Rap beef inclines us to watch the warring artists’ every move as the action rises towards climactic heights. But when the hype of a fracas between two charlatan boxers like Soulja Boy and Chris Brown is contrived for mere self-promotion, we’d rather laugh to go along with the fun like an old MTV Celebrity Deathmatch episode than to anticipate the winner to hold weight over the defeated.
“If You Show Up”: This garbo will reportedly have a full record and an accompanying music video.
As we await the showdown, we need the essential cast of characters that fulfill the roles of protagonists and the villain’s cronies and a ringleader. 50 Cent finally gets to be the Don King-like boxing promoter he’s always pined for, which happens to be between two ex-friends quarreling over a damsel in distress. Soulja Boy, the supposed antagonist, needs a credible boxer with heavy clout in the rap world to back him in his corner and help strengthen his vitriol towards his target, Chris Brown. To answer Soulja Boy being trained by Floyd Mayweather, Brown picks “Iron” Mike Tyson to reprise his role as a “trainer” for a rapper to settle this faux beef. And for Mike to record a diss song aimed at Soulja Boy only makes us roll our eyes and laugh similar when Martin Shkreli threatened to have bars for Ghostface.

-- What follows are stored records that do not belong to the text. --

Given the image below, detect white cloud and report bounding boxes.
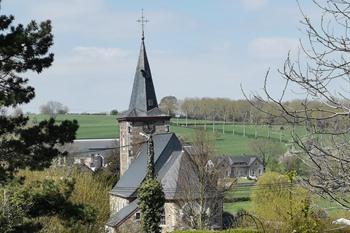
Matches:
[70,47,130,63]
[240,0,268,10]
[249,37,299,59]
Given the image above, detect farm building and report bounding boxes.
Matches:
[105,33,223,232]
[215,155,264,179]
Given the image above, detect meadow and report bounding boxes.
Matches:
[29,114,305,155]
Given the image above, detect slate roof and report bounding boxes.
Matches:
[118,39,169,119]
[107,133,209,227]
[111,132,186,198]
[72,139,118,153]
[106,199,139,227]
[229,155,261,167]
[63,139,119,158]
[216,155,262,168]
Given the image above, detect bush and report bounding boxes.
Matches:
[251,172,324,232]
[16,167,112,233]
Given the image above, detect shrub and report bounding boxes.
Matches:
[251,172,324,232]
[16,167,112,233]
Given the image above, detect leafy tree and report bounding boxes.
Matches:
[0,178,96,233]
[110,109,118,115]
[251,172,323,232]
[17,167,113,233]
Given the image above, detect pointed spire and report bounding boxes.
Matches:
[128,39,158,112]
[118,10,170,120]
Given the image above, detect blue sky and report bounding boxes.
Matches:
[3,0,318,113]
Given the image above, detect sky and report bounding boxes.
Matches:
[2,0,319,113]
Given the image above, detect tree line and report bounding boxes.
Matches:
[160,96,350,128]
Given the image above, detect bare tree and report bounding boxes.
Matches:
[175,130,234,230]
[40,101,69,118]
[249,139,285,172]
[245,0,350,209]
[159,96,178,116]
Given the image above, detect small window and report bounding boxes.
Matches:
[148,99,154,106]
[135,212,141,221]
[128,126,132,133]
[165,125,170,132]
[160,211,166,225]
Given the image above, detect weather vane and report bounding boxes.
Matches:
[137,9,149,40]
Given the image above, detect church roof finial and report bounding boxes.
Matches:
[137,9,149,40]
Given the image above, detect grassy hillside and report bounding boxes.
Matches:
[30,114,119,139]
[29,114,301,155]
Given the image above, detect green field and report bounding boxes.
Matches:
[30,114,119,139]
[28,114,303,154]
[224,201,253,214]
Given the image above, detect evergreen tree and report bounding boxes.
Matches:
[0,1,78,183]
[138,135,165,233]
[0,2,95,232]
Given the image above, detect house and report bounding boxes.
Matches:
[54,138,119,171]
[105,32,223,233]
[216,155,264,179]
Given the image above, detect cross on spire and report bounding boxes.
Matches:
[137,9,149,40]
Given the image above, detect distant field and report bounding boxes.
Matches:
[30,114,119,139]
[28,114,303,155]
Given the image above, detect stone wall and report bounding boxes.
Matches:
[162,202,181,232]
[119,121,130,176]
[119,119,170,176]
[108,199,223,233]
[110,194,129,213]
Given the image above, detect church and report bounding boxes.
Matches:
[105,22,223,233]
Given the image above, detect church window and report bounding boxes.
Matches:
[128,126,132,133]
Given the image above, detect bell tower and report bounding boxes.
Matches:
[117,15,171,176]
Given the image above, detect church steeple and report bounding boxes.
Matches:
[128,39,158,112]
[117,11,171,176]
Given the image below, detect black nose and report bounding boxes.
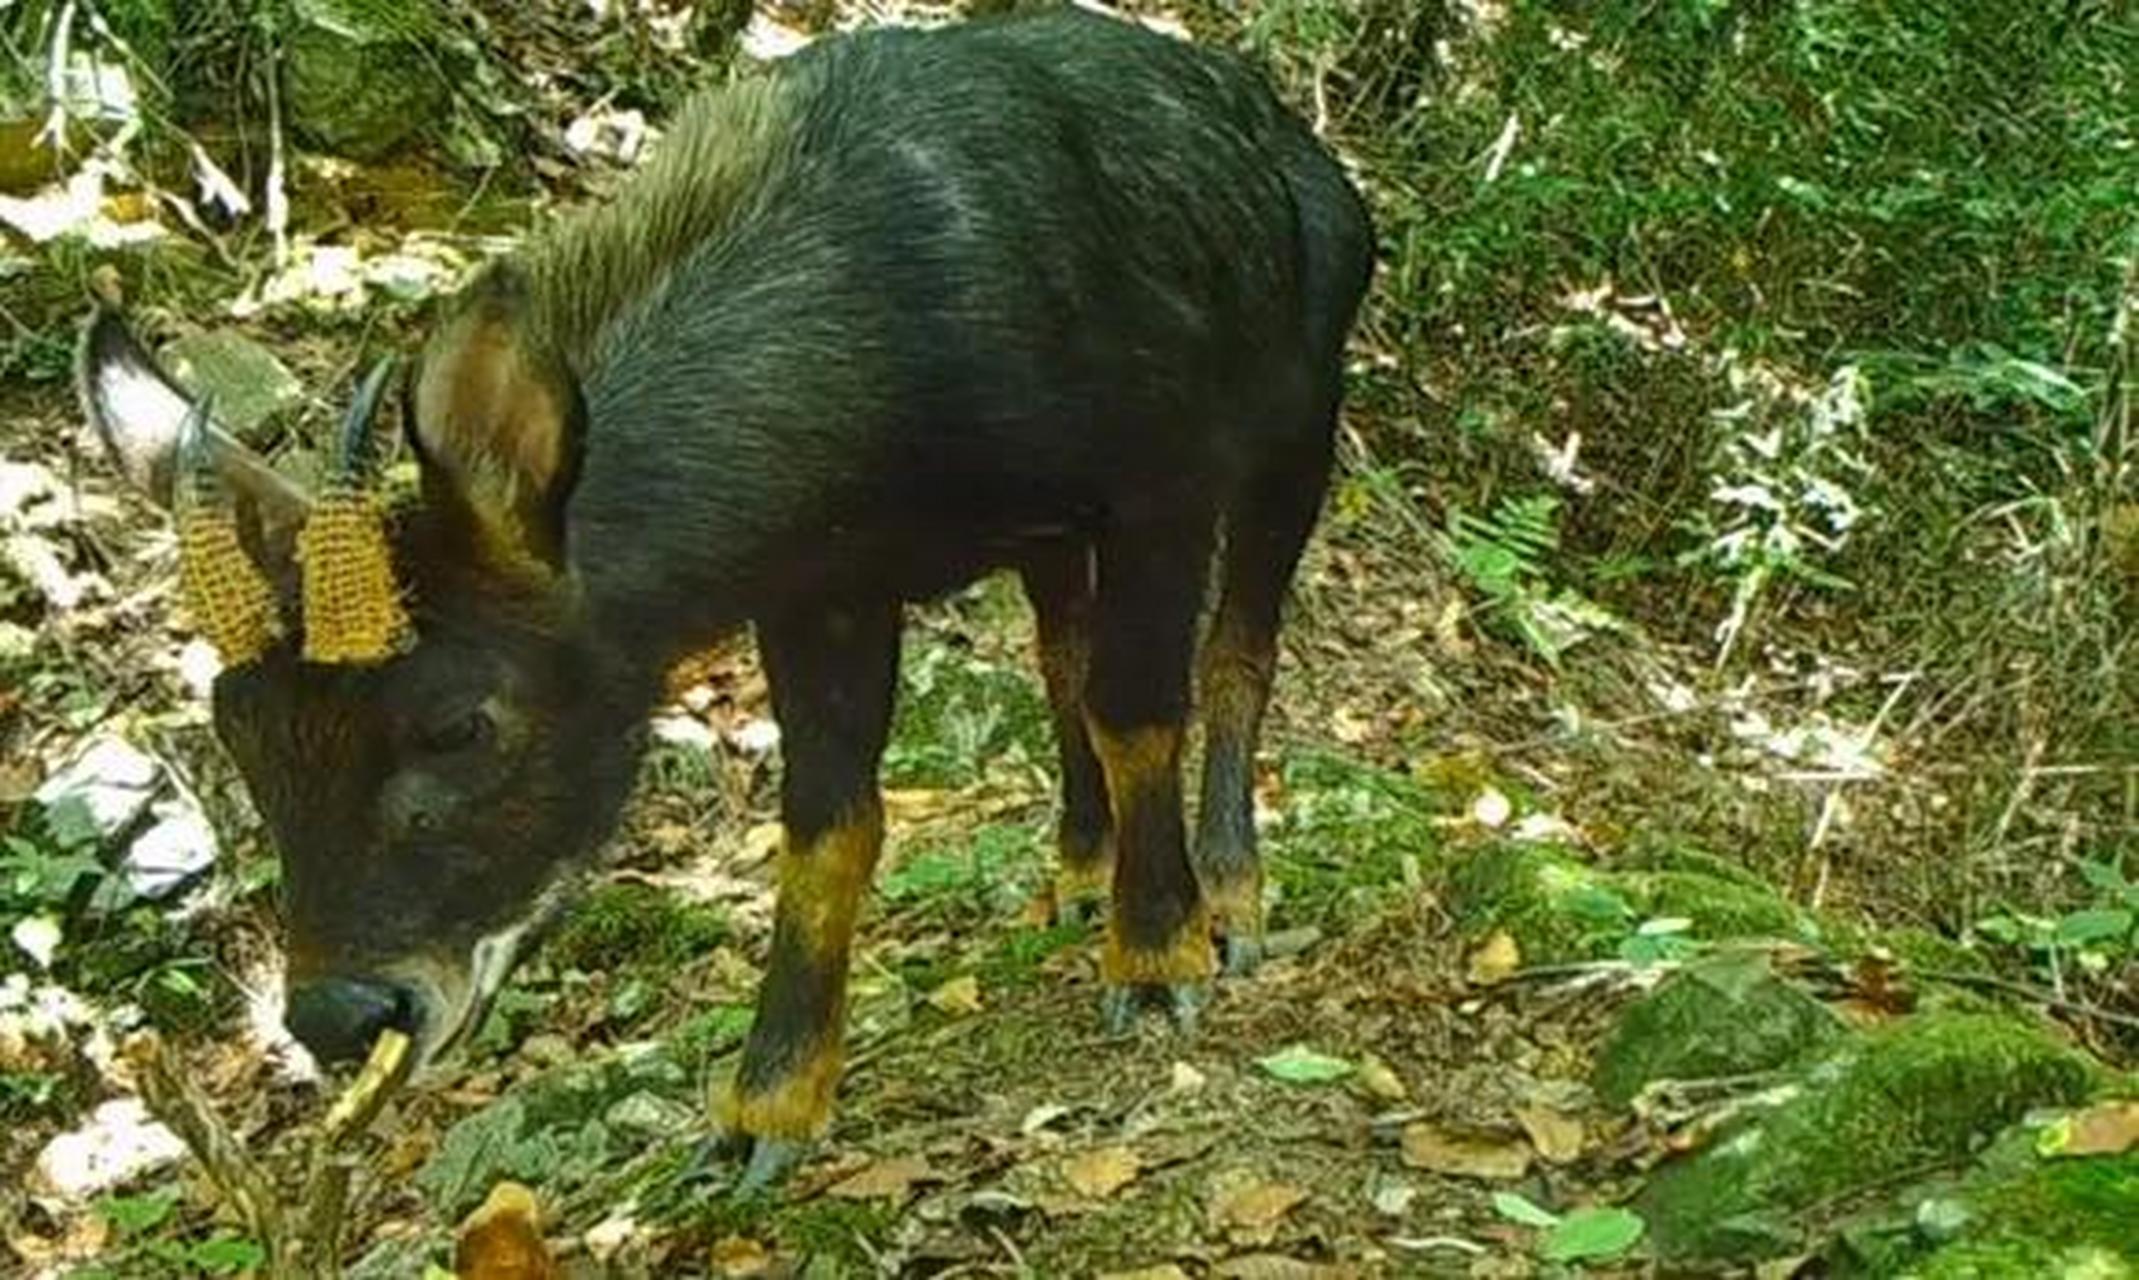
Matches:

Eat, Eat, Eat, MCs: “Second Round K.O.” just may be the only time the better song in a rap beef resulted in an L.
Even though he hasn’t had too many past instances for training rappers, Mike Tyson doesn’t have the greatest history in doing so. The last time that Mike got involved in a rap beef was the infamous Canibus beef with LL Cool J after the latter’s “4, 3, 2, 1” hit single in late 1997. If you recall the history of that beef, Mike was a former longtime friend of LL Cool J who switched his alliance to Canibus and immediately turned Benedict Arnold to the veteran prince of rap. But fans didn’t seem to care because Mike had much media attention per his then-recent return home from jail and his title bout defeats against Evander Holyfield.
Having Mike involved was more than enough for Canibus’ objective was to vilify Uncle L when he subsequently changed his verse and subliminally dissed the battle rapping upstart for “idolizing” the mic tattoo on L’s arm that ‘Bus wanted to lyrically “borrow.” It seemed like a grown man was beating down on a kid, and Canibus’ eviscerating response with “Second Round Knockout” in 1997 — one of the greatest diss records in the genre’s history — was the perfect rally for the underdog challenger to smack back at the aging champ. The single got so uprooted into the pop cultural lexicon that I recall people bought the CD at Walgreens, placed alongside a random NOW compilation and the “Macarena” maxi single.
“Heard that convicted rapist on the record too/Fresh out of jail, ass cheeks still black and blue/Tell me bout the things Ear Biter taught you/How to bust a nut or two? (Yeah that’s butta boo)” — LL Cool J on “The Ripper Strikes Back”
But the hype that followed “Second Round Knockout,” and Tyson’s memorable intro galvanizing him to “eat, eat, eat, eat, MCs” in Canibus’ epic diss and appearance in the video served too short. Almost a year-and-a-half into 1998, the anticipation of Canibus and his alliance with the fun-loving Wyclef’s Refugee Camp (simply based on Canibus’ West Indian heritage and not on musical synergy) went stale and ultimately evaporated once Canibus dropped his abysmal Can-I-Bus album. And LL Cool J’s “The Ripper Strikes Back” response seemed like a win to many listeners, even though it was a stalemate per L’s kinetic vocals yet wholly lukewarm track. It was like a bad championship game played by both teams, and Mike’s involvement really did nothing more than momentarily add some flash in the pan when the beef was cooking.
Pretty Much: Sometimes a caption is worth 2000 words.
Fast forward 20 years, Mike is posing in the same position, but now trying to gain appeal with rap fans and failing miserably with a diss song so kitschy that we give him an “E” for effort and “T” for nice try. The legendary prize fighter channeling his late mentor Cus D’Amato and reducing himself to cannon fodder for Brown. Someone in Breezy’s camp should really tell Mike “don’t even turn his effin mic on.” But this time, Tyson isn’t the epochal punchline that Golden Era rappers used to knock MCs out in one blow with their lyrical onslaught.
Even with a face tattoo that would scare anyone, Mike is too much of a lovable character today that is a screaming target for memes, GIFs, and jokes. Like Soulja Boy’s former moniker, when it comes to Mike on the mic trying to rap, Chris Brown and his camp should “tell him” (politely of course) to fall back from the recording booth and stick to the stick and move tutorials.